Namens de burgemeester wordt verder aangevoerd dat het juist is dat het lang heeft geduurd voordat de crisismaatregel was opgelegd, maar dat juist het grote belang van het hoorrecht voor hem doorslaggevend was. Tenslotte bepleit de burgmeester dat hij niet aan een termijn is gebonden. Deze termijn geldt voor de verplichte zorg zoals genoemd in art. 7:3 Wvggz, voor welk gedeelte van de uitvoering de Burgemeester niet verantwoordelijk gehouden kan worden.

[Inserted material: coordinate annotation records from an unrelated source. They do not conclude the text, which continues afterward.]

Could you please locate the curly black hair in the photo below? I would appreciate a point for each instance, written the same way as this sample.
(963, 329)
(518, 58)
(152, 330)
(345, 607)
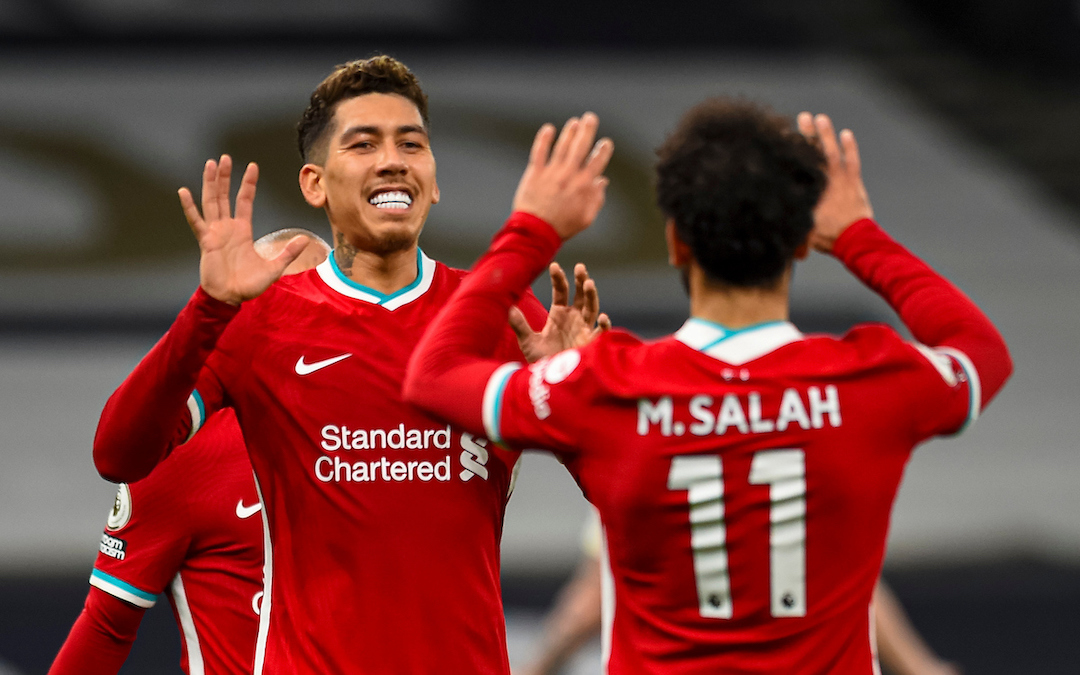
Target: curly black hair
(381, 73)
(740, 181)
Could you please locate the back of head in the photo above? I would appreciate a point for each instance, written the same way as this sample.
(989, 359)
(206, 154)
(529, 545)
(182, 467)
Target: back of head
(378, 75)
(740, 184)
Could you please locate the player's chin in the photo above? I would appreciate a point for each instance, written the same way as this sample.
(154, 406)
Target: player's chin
(387, 240)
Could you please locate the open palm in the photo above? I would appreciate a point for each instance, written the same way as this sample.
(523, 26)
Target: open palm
(229, 268)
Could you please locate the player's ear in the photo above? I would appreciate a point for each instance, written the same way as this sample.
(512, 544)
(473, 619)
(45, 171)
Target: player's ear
(678, 253)
(311, 185)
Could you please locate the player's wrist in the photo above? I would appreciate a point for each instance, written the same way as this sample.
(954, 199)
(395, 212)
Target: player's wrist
(535, 227)
(851, 234)
(215, 305)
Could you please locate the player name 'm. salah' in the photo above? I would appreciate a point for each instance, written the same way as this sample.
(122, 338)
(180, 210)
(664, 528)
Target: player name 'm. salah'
(734, 414)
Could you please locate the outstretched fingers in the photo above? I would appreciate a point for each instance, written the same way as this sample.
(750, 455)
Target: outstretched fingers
(245, 197)
(541, 146)
(582, 140)
(224, 179)
(851, 160)
(826, 135)
(210, 191)
(191, 212)
(559, 152)
(559, 286)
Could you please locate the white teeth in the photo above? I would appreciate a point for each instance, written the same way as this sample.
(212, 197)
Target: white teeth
(391, 200)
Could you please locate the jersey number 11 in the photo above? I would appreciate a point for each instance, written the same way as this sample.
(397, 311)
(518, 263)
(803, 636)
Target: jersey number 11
(702, 477)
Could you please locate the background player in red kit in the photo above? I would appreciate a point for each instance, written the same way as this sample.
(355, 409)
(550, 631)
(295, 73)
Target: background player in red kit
(744, 472)
(192, 528)
(383, 523)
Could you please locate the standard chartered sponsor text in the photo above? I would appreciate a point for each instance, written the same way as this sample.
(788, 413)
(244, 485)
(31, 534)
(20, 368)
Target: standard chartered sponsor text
(342, 469)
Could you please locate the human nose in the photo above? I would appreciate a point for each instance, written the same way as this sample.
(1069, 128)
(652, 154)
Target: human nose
(391, 161)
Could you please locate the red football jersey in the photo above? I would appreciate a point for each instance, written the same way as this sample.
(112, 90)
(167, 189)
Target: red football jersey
(193, 529)
(383, 523)
(744, 477)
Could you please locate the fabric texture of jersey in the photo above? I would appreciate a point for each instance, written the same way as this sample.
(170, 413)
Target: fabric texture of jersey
(385, 524)
(744, 477)
(193, 529)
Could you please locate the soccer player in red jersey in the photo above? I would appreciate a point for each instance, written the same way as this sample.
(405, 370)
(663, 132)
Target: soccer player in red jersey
(744, 472)
(192, 528)
(582, 609)
(383, 523)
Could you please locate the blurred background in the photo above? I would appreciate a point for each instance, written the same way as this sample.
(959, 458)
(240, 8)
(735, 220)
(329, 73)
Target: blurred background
(967, 115)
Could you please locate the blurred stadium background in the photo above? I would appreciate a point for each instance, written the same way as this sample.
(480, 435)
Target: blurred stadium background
(967, 113)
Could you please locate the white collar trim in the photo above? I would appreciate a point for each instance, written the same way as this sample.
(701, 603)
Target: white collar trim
(737, 347)
(332, 275)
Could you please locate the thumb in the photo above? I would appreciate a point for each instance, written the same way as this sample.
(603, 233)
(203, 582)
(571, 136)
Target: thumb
(291, 252)
(520, 324)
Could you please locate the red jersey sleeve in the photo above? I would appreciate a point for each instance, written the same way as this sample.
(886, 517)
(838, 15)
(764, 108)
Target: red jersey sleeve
(100, 638)
(148, 534)
(544, 404)
(450, 367)
(154, 409)
(961, 360)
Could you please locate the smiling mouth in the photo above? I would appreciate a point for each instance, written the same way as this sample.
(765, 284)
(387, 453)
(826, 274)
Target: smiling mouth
(393, 199)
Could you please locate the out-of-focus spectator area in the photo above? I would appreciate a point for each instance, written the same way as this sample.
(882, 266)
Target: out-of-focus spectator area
(967, 116)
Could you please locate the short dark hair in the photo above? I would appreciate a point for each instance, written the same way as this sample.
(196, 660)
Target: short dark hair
(378, 75)
(740, 181)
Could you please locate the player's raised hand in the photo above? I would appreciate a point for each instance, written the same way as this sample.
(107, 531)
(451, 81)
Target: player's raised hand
(564, 184)
(568, 325)
(845, 200)
(230, 270)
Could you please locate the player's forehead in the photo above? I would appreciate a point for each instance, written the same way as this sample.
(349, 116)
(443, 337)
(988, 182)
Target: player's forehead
(376, 112)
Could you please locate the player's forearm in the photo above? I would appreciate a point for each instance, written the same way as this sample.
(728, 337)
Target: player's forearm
(147, 415)
(100, 638)
(450, 366)
(936, 312)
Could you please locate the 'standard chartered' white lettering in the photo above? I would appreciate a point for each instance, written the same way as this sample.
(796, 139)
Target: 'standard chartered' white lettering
(341, 437)
(337, 470)
(741, 414)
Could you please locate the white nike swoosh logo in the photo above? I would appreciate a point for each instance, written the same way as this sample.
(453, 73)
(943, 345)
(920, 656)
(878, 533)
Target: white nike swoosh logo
(308, 368)
(246, 512)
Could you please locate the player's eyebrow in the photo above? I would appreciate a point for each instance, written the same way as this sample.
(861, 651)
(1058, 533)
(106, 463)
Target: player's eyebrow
(375, 131)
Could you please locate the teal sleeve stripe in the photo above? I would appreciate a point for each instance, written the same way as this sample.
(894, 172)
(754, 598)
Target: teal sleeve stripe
(491, 408)
(123, 585)
(202, 406)
(198, 412)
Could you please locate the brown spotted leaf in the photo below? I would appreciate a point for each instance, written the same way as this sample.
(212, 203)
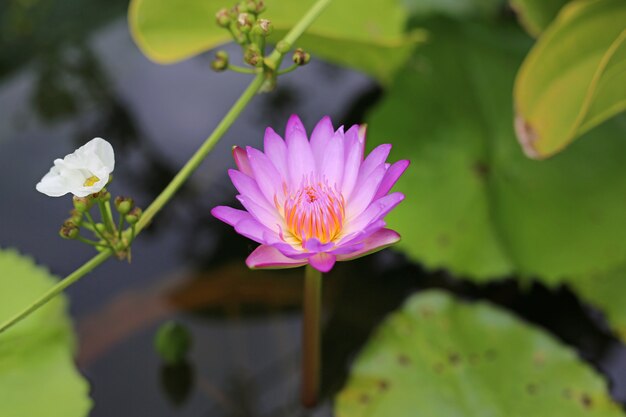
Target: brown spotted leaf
(440, 357)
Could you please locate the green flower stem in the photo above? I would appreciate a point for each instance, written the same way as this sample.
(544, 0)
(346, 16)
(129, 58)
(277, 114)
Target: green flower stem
(243, 70)
(288, 69)
(311, 339)
(90, 242)
(120, 227)
(292, 36)
(182, 175)
(201, 153)
(57, 289)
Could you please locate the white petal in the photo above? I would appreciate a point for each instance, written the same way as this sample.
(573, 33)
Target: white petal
(93, 161)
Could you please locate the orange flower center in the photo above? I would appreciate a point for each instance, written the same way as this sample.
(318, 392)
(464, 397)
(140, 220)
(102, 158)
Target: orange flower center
(314, 210)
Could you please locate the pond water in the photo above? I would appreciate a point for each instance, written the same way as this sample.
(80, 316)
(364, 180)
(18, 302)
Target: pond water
(188, 266)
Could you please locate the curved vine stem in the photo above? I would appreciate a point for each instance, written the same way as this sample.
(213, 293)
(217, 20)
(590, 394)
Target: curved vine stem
(253, 88)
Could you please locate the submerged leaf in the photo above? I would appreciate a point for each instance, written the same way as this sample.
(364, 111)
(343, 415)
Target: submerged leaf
(37, 372)
(440, 357)
(475, 204)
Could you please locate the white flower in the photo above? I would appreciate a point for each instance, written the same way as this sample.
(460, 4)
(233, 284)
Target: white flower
(84, 172)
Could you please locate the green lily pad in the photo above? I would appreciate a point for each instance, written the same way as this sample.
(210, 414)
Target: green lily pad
(367, 35)
(440, 357)
(605, 291)
(37, 372)
(536, 15)
(574, 78)
(475, 205)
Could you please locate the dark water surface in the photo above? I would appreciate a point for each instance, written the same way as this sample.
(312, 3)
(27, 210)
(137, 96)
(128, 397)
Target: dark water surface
(246, 325)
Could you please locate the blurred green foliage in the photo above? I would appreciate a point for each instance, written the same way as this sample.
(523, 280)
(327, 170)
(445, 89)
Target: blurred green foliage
(37, 28)
(440, 357)
(37, 372)
(366, 35)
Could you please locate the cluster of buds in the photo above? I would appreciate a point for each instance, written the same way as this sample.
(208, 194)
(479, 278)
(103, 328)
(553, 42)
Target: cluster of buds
(108, 234)
(250, 31)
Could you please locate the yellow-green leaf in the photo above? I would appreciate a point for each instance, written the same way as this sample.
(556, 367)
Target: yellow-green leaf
(536, 15)
(574, 78)
(367, 35)
(440, 357)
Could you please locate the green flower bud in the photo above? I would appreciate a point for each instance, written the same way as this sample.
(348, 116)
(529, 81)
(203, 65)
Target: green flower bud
(262, 27)
(76, 217)
(100, 227)
(172, 342)
(82, 204)
(250, 6)
(300, 57)
(223, 18)
(283, 47)
(124, 204)
(133, 216)
(102, 195)
(245, 22)
(69, 231)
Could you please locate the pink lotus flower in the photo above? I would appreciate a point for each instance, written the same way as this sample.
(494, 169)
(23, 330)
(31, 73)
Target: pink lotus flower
(313, 202)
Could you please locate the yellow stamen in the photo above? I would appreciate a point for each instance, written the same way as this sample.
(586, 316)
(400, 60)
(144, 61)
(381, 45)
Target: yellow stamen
(91, 181)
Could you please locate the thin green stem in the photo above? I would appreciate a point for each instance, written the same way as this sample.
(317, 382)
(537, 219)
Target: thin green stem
(201, 153)
(292, 36)
(193, 163)
(288, 69)
(311, 336)
(107, 216)
(243, 70)
(120, 227)
(90, 242)
(57, 289)
(97, 232)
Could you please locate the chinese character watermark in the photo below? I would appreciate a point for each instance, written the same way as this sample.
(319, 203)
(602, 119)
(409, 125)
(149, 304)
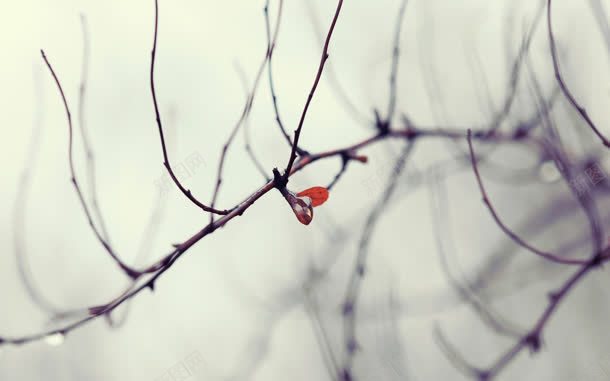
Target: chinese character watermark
(585, 181)
(191, 365)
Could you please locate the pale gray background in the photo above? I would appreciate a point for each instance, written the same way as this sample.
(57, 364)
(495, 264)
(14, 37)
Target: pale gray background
(235, 297)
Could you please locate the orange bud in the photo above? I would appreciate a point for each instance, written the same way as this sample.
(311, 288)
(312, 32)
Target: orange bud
(318, 195)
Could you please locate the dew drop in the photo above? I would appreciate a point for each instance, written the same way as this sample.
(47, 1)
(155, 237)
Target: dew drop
(548, 172)
(55, 339)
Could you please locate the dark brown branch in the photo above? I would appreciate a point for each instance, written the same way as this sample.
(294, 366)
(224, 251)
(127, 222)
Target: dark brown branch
(271, 48)
(350, 303)
(512, 235)
(297, 132)
(166, 162)
(246, 111)
(395, 61)
(129, 271)
(564, 88)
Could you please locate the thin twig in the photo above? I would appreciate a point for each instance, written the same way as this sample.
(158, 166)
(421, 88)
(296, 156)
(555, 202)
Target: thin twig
(564, 88)
(518, 240)
(166, 162)
(128, 270)
(297, 132)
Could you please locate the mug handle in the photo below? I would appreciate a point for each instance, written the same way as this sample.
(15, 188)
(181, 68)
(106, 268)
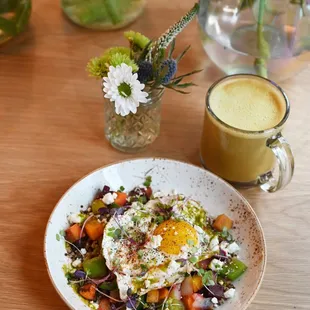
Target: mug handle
(285, 160)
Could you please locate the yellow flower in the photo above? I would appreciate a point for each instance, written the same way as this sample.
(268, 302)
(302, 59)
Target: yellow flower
(136, 39)
(98, 67)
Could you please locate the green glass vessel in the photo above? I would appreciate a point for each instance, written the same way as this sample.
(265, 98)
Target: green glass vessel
(14, 18)
(103, 14)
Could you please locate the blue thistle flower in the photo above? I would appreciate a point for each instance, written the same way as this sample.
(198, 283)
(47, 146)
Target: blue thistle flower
(171, 66)
(145, 71)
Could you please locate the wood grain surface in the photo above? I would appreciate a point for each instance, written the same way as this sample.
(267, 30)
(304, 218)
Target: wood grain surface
(51, 134)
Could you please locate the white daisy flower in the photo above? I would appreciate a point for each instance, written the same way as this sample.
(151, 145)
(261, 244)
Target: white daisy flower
(124, 88)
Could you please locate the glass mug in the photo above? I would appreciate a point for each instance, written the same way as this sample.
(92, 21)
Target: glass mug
(241, 140)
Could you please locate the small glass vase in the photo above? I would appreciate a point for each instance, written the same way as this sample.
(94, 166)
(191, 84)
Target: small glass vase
(134, 132)
(103, 14)
(14, 18)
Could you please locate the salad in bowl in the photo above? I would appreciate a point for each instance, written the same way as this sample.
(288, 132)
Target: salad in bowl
(139, 250)
(122, 246)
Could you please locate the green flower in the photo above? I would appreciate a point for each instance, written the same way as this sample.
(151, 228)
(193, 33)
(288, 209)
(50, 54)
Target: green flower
(118, 59)
(136, 40)
(98, 67)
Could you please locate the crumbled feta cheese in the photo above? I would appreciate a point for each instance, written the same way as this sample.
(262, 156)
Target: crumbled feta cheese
(233, 248)
(216, 264)
(158, 194)
(147, 283)
(109, 198)
(75, 218)
(229, 248)
(76, 262)
(94, 305)
(174, 192)
(214, 244)
(214, 300)
(156, 241)
(173, 267)
(230, 293)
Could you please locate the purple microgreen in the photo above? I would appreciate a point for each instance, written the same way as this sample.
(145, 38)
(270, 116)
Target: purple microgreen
(165, 300)
(208, 290)
(79, 274)
(100, 281)
(77, 281)
(148, 181)
(106, 189)
(108, 296)
(182, 261)
(81, 233)
(74, 246)
(131, 302)
(104, 211)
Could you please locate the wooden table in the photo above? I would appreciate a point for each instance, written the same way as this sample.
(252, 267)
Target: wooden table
(51, 134)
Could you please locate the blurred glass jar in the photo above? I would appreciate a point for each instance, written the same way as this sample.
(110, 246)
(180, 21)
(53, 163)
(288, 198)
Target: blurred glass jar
(103, 14)
(230, 37)
(14, 17)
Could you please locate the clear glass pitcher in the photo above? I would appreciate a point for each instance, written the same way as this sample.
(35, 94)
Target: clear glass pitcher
(266, 37)
(103, 14)
(14, 17)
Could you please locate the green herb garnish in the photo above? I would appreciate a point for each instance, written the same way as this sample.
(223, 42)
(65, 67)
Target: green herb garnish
(148, 181)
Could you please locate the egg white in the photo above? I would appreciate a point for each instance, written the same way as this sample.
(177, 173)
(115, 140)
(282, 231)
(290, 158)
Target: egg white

De burgemeester moet wel zo spoedig mogelijk een crisismaatregel nemen en dat is ook gebeurd. Voorts wordt verzocht om een uitspraak te doen over art. 7:1 lid 1 van de WvGGz.
4.Beoordeling
Niet kan worden vastgesteld of er door of namens de ingeschakelde zorgverantwoordelijke aan de burgemeester is doorgegeven dat betrokkene naar een andere gemeente is overgeplaatst (en dat er dan dus door een andere burgemeester moet worden beslist). Uit de toelichting van de geneesheer-directeur valt op te maken dat in deze zaak kennelijk niet uit Khonraad opgemaakt kon worden dat betrokkene naar een andere gemeente was overgeplaatst.
5.Beslissing
.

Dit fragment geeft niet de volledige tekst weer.